The governor, for example, has the power to grant clemency. Sheriffs can reclassify inmates to forms of detention outside the institution, including house arrest. Superintendents  of state prisons can expedite the compassionate release of persons with terminal illnesses. The police can forego discretionary arrests. Probation and parole can stop busting people for technical violations. District attorneys can, and should, support petitions for pretrial release. Courts should impose cash bail only in the rarest of circumstances.

In addition, the Legislature could act. It could retroactively abolish mandatory minimums and allow resentencing; or give courts wide power to reconsider sentences; or pass a law commanding the release of a sufficient number of persons to make penal institutions safer from COVID-19.

This case that began with the emergency petition is not over. The court reserved for another day a decision on whether COVID-19-created-conditions violate due process or the prohibitions against cruel and unusual punishment.

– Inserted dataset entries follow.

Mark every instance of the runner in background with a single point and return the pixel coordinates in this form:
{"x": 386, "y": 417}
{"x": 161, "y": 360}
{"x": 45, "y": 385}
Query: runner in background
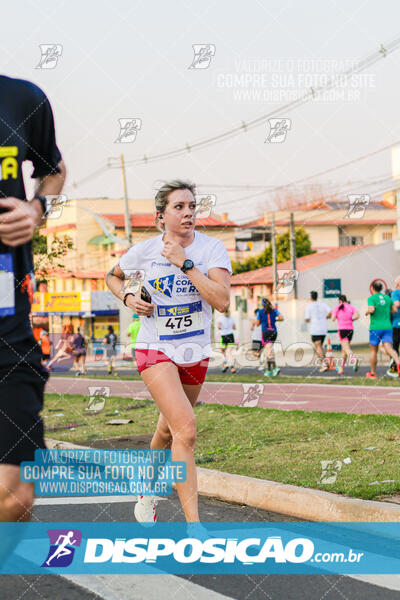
{"x": 133, "y": 331}
{"x": 316, "y": 314}
{"x": 395, "y": 295}
{"x": 267, "y": 318}
{"x": 345, "y": 314}
{"x": 45, "y": 346}
{"x": 256, "y": 339}
{"x": 226, "y": 325}
{"x": 187, "y": 273}
{"x": 380, "y": 308}
{"x": 79, "y": 345}
{"x": 110, "y": 344}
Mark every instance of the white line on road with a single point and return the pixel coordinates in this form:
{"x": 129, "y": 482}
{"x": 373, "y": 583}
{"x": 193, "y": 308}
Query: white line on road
{"x": 144, "y": 587}
{"x": 57, "y": 500}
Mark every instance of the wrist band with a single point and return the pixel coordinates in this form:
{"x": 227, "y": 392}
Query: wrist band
{"x": 125, "y": 297}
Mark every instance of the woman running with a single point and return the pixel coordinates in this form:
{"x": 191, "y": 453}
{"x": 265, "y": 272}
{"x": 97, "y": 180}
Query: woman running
{"x": 267, "y": 317}
{"x": 186, "y": 273}
{"x": 79, "y": 344}
{"x": 345, "y": 313}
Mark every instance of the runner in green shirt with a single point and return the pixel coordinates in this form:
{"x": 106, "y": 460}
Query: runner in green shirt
{"x": 380, "y": 307}
{"x": 133, "y": 330}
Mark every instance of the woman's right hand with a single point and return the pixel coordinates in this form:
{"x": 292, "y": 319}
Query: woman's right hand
{"x": 139, "y": 306}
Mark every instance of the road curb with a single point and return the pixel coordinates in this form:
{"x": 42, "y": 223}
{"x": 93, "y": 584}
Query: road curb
{"x": 291, "y": 500}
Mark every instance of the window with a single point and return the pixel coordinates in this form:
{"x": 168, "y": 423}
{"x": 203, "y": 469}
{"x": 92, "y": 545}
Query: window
{"x": 351, "y": 240}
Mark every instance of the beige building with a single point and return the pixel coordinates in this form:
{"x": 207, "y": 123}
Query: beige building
{"x": 329, "y": 225}
{"x": 87, "y": 221}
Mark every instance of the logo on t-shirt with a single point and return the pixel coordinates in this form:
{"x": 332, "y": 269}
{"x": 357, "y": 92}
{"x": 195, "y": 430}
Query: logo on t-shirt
{"x": 163, "y": 284}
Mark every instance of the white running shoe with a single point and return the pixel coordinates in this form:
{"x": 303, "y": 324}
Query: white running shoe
{"x": 197, "y": 531}
{"x": 145, "y": 510}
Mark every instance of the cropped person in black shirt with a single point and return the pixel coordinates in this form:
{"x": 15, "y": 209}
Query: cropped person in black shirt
{"x": 26, "y": 134}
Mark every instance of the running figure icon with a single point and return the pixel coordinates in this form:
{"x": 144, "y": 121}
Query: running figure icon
{"x": 62, "y": 549}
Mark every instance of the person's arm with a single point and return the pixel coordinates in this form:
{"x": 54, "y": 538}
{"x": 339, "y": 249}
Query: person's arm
{"x": 214, "y": 288}
{"x": 18, "y": 223}
{"x": 115, "y": 282}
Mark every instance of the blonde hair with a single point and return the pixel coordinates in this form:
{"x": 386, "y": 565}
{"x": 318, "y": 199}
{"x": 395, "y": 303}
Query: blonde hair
{"x": 161, "y": 197}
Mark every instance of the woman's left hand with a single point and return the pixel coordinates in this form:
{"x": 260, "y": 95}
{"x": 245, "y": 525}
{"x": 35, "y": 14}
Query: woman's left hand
{"x": 174, "y": 253}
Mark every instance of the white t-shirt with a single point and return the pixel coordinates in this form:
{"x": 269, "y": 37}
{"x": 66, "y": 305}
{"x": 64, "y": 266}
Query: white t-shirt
{"x": 316, "y": 311}
{"x": 226, "y": 323}
{"x": 181, "y": 322}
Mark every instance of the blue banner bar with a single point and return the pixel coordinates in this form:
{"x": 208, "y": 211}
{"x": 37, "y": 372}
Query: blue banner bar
{"x": 251, "y": 548}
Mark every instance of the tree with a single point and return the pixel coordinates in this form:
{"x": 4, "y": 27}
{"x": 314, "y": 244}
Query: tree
{"x": 48, "y": 258}
{"x": 303, "y": 248}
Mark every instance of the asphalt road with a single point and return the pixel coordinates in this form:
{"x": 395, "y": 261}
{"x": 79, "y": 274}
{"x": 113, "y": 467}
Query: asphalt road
{"x": 275, "y": 394}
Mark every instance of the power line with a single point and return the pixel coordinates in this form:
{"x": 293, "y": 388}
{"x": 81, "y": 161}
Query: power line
{"x": 371, "y": 59}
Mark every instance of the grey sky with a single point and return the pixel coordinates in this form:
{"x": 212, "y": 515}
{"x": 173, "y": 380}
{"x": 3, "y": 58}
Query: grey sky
{"x": 130, "y": 59}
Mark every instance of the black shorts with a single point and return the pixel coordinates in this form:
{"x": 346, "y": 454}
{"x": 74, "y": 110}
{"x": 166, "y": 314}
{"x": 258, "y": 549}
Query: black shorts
{"x": 227, "y": 340}
{"x": 346, "y": 334}
{"x": 269, "y": 335}
{"x": 21, "y": 400}
{"x": 396, "y": 338}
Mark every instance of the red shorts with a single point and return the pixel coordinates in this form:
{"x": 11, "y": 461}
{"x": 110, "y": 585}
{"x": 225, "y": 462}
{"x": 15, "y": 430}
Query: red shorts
{"x": 190, "y": 374}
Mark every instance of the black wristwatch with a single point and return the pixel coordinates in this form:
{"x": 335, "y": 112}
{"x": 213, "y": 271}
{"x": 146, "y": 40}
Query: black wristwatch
{"x": 43, "y": 202}
{"x": 126, "y": 295}
{"x": 188, "y": 264}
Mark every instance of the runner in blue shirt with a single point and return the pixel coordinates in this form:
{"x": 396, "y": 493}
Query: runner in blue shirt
{"x": 267, "y": 318}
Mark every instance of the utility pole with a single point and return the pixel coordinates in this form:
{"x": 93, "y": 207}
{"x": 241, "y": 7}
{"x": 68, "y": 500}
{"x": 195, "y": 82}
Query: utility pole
{"x": 128, "y": 226}
{"x": 274, "y": 261}
{"x": 293, "y": 251}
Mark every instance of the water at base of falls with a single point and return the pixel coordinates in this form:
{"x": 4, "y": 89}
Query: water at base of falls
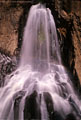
{"x": 39, "y": 88}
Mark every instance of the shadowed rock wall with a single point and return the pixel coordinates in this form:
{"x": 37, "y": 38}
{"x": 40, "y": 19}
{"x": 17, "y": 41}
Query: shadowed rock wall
{"x": 67, "y": 14}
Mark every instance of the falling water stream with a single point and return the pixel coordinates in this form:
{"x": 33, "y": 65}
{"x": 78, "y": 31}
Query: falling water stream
{"x": 40, "y": 76}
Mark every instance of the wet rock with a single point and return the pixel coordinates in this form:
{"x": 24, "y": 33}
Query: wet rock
{"x": 32, "y": 110}
{"x": 7, "y": 65}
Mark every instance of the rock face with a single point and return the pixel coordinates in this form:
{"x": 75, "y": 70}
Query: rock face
{"x": 69, "y": 28}
{"x": 9, "y": 22}
{"x": 67, "y": 14}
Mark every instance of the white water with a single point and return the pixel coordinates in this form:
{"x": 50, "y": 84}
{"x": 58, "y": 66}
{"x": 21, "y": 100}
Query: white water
{"x": 37, "y": 71}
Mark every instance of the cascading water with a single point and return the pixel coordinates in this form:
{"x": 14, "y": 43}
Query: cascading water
{"x": 45, "y": 84}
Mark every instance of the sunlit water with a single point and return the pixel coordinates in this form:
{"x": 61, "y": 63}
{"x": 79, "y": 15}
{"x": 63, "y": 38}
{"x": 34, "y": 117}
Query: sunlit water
{"x": 39, "y": 70}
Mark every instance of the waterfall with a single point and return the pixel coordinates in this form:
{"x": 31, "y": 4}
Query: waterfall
{"x": 40, "y": 87}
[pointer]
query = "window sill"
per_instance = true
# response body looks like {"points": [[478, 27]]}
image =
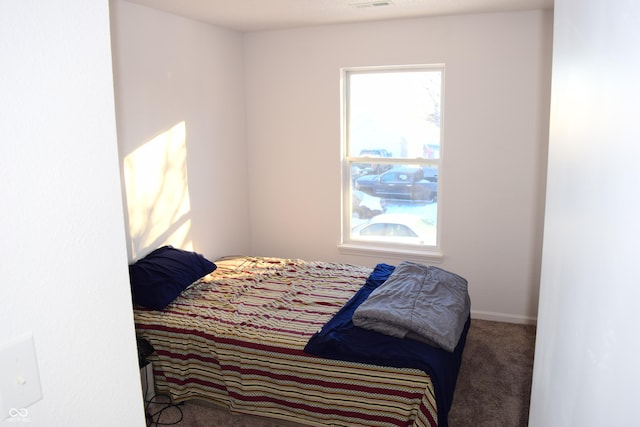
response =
{"points": [[402, 254]]}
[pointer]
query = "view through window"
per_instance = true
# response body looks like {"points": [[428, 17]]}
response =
{"points": [[392, 156]]}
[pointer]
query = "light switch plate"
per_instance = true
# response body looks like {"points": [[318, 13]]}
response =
{"points": [[19, 377]]}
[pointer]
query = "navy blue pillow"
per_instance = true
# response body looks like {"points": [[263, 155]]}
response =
{"points": [[158, 278]]}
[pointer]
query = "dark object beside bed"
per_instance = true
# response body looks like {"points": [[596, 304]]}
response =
{"points": [[243, 337]]}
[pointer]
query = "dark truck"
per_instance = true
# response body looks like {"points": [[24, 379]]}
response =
{"points": [[401, 182]]}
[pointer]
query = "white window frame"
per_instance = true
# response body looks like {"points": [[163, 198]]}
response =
{"points": [[386, 249]]}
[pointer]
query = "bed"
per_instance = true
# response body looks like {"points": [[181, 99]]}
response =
{"points": [[273, 337]]}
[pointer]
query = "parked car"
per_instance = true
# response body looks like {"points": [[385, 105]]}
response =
{"points": [[374, 168], [398, 228], [400, 182], [365, 206]]}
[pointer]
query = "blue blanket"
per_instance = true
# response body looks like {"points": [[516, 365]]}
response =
{"points": [[339, 339]]}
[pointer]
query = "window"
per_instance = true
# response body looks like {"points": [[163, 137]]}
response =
{"points": [[391, 158]]}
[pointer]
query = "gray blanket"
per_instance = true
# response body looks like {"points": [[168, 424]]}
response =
{"points": [[418, 302]]}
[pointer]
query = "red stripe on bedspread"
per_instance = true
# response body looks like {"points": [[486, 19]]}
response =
{"points": [[317, 409], [236, 338]]}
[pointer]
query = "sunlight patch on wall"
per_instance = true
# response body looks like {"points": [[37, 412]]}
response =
{"points": [[158, 193]]}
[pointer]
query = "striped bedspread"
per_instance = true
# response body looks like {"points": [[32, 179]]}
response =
{"points": [[236, 338]]}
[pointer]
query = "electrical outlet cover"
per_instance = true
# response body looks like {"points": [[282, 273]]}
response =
{"points": [[19, 377]]}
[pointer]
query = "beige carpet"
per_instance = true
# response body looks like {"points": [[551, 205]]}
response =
{"points": [[493, 387]]}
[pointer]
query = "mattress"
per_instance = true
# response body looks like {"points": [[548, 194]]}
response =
{"points": [[236, 338]]}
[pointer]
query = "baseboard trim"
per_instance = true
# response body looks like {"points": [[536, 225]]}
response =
{"points": [[501, 317]]}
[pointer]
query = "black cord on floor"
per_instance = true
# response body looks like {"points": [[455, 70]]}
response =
{"points": [[153, 418]]}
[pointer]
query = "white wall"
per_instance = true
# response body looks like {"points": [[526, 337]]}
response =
{"points": [[496, 129], [180, 113], [64, 265], [586, 370]]}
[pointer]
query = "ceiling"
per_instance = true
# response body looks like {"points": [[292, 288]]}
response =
{"points": [[260, 15]]}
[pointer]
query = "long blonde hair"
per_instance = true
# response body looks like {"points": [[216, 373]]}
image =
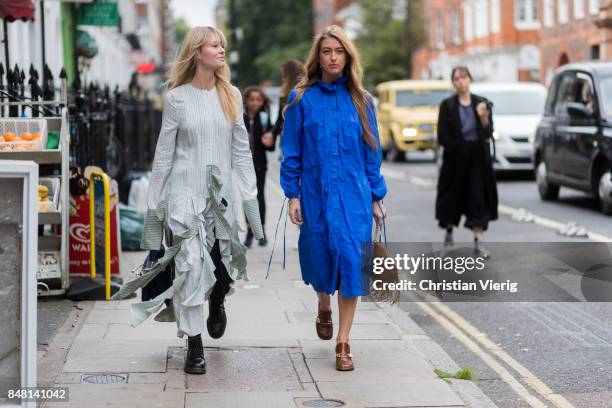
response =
{"points": [[183, 69], [352, 71]]}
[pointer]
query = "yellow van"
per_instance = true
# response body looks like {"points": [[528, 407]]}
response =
{"points": [[408, 115]]}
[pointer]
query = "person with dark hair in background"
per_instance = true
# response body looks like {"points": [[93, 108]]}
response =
{"points": [[257, 122], [292, 72], [466, 185]]}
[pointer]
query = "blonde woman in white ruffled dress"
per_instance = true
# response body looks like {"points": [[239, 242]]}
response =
{"points": [[202, 139]]}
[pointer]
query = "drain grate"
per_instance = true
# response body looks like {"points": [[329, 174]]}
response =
{"points": [[103, 378], [323, 403]]}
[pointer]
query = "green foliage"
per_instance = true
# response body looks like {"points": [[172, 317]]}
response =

For now the court has ordered sheriffs in each county and the Department of Correction to provide daily reports of inmate counts and rates of COVID-19 cases “as well as the number of inmates who have been released pursuant to … this decision.”

Hopefully this mandated transparency will motivate the criminal justice system to act and act quickly. Hopefully, it will not be too late. Sadly, it probably will be.

Bill Newman is a WHMP radio talk show host, a partner in the Northampton law firm Lesser, Newman, Aleo  & Nasser and a regular columnist for this newspaper. The views expressed here are his and not necessarily those of any organization with which he is affiliated.